Overall, I think Michael Mann's adaptation of Thomas Harris' first novel featuring Hannibal Lecter, Manhunter (adapting the novel Red Dragon) is the superior work. Why? Mann is a better visual director than Jonathan Demme, and he makes more interesting choices in terms of set design and terrifying set-pieces with unusual musical accompaniment. Demme goes for the obvious by making both Lecter's part of the mental asylum and the basement of serial killer Jame Gumb into dripping medieval prisons. And his Jame Gumb never comes into focus as a sinister character -- he remains a scary freak right to the end, unlike Tom Noonan's partially humanized monster in Manhunter.
Still, Jodie Foster deserved her Best Actress Oscar. It's harder to judge Anthony Hopkins' Lecter now, overlaid as he is by another 25 years of improbable, omniscient, omnipotent serial killers.

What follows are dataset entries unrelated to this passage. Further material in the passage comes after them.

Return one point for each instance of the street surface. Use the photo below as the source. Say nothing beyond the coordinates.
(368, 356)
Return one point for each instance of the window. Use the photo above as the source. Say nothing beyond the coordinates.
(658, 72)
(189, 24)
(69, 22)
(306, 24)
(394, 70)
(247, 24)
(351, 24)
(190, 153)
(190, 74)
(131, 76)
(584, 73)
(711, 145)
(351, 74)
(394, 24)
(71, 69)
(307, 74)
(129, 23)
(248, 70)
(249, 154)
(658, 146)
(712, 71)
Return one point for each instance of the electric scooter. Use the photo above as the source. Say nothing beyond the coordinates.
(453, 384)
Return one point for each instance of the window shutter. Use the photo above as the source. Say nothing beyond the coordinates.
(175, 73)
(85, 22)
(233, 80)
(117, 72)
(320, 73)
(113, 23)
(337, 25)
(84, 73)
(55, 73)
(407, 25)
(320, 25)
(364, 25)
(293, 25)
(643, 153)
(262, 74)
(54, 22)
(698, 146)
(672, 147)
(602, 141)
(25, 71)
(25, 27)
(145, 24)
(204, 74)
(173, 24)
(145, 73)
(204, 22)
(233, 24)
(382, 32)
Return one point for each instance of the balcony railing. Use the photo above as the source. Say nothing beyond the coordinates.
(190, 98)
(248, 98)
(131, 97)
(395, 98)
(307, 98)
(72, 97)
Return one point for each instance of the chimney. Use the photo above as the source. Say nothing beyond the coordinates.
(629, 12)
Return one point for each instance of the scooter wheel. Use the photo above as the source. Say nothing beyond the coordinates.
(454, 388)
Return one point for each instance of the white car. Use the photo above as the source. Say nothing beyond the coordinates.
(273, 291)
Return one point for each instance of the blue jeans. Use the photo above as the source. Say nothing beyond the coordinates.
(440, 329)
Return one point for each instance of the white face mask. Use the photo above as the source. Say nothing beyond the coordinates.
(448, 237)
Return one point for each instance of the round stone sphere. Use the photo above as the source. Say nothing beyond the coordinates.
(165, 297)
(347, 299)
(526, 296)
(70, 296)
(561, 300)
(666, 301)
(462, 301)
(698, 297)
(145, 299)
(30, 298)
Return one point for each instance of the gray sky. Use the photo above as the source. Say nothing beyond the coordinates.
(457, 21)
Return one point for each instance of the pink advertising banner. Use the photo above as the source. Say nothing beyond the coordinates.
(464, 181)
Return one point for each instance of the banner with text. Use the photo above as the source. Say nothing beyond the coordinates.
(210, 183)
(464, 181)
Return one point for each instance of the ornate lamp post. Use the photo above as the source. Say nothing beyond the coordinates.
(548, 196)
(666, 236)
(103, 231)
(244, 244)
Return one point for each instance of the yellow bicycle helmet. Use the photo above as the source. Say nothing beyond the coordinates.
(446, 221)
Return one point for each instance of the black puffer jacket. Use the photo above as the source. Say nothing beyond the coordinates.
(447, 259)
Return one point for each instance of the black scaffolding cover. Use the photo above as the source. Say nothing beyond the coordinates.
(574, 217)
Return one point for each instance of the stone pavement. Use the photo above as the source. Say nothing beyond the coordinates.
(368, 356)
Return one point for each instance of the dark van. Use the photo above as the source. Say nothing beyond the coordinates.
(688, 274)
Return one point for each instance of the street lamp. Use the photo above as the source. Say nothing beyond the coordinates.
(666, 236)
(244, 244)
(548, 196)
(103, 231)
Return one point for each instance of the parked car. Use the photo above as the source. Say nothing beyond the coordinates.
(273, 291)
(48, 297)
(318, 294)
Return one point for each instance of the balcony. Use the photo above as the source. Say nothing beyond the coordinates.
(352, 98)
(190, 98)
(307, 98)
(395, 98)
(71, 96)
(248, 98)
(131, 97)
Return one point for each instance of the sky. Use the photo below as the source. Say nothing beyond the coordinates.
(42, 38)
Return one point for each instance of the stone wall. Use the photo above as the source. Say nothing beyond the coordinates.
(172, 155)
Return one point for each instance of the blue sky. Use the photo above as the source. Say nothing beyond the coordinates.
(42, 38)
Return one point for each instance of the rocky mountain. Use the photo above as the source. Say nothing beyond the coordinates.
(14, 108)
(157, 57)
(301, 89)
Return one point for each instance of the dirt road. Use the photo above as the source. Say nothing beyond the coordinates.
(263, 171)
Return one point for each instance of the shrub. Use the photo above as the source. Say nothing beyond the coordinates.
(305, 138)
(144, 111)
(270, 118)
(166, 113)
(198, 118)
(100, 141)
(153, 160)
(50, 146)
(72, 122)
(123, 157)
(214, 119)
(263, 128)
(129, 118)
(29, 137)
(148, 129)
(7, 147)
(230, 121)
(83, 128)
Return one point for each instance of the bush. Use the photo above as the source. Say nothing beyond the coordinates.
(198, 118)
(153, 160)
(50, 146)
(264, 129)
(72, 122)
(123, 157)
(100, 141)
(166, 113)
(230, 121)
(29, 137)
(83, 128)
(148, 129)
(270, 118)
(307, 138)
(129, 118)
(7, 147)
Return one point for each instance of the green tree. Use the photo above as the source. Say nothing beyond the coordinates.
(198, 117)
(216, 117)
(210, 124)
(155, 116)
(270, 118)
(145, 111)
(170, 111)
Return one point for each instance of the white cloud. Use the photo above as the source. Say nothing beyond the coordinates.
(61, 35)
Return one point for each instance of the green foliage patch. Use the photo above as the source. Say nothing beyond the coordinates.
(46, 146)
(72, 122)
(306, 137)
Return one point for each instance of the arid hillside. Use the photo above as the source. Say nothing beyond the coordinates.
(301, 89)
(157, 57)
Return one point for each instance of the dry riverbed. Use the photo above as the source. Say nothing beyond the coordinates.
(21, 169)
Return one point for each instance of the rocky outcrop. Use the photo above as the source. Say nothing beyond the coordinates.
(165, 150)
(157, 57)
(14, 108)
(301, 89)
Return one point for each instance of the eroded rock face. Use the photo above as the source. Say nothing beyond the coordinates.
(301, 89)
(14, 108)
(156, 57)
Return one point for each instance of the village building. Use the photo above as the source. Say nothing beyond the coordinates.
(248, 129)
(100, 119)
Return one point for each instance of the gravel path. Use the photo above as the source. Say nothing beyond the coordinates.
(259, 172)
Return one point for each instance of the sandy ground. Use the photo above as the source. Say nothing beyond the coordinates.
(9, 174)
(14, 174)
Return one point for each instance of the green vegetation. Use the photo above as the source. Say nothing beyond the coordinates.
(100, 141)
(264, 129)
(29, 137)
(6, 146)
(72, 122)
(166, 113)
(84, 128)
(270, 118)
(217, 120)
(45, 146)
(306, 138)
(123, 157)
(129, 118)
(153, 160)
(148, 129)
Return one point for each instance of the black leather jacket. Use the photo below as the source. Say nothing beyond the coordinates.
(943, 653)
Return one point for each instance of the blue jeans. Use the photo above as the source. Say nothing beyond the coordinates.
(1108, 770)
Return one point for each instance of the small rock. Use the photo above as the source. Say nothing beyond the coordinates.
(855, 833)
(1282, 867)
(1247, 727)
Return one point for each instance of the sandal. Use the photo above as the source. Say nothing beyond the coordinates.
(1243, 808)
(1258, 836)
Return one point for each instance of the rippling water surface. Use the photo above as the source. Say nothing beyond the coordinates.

The movie is relentlessly feminist in a strangely satisfying way for a thriller: even the best of men ignore women when they're not either hitting on them or using them as bait. Or murdering and skinning them. These 'bad man' moments are almost all peculiar to the movie, as screenwriter Ted Tally either omits or rewrites certain male characters to highlight Clarice Starling's embattled solitude in a Man's World. Jesus, though, Jame Gumb has the world's most anomalously large basement. Highly recommended.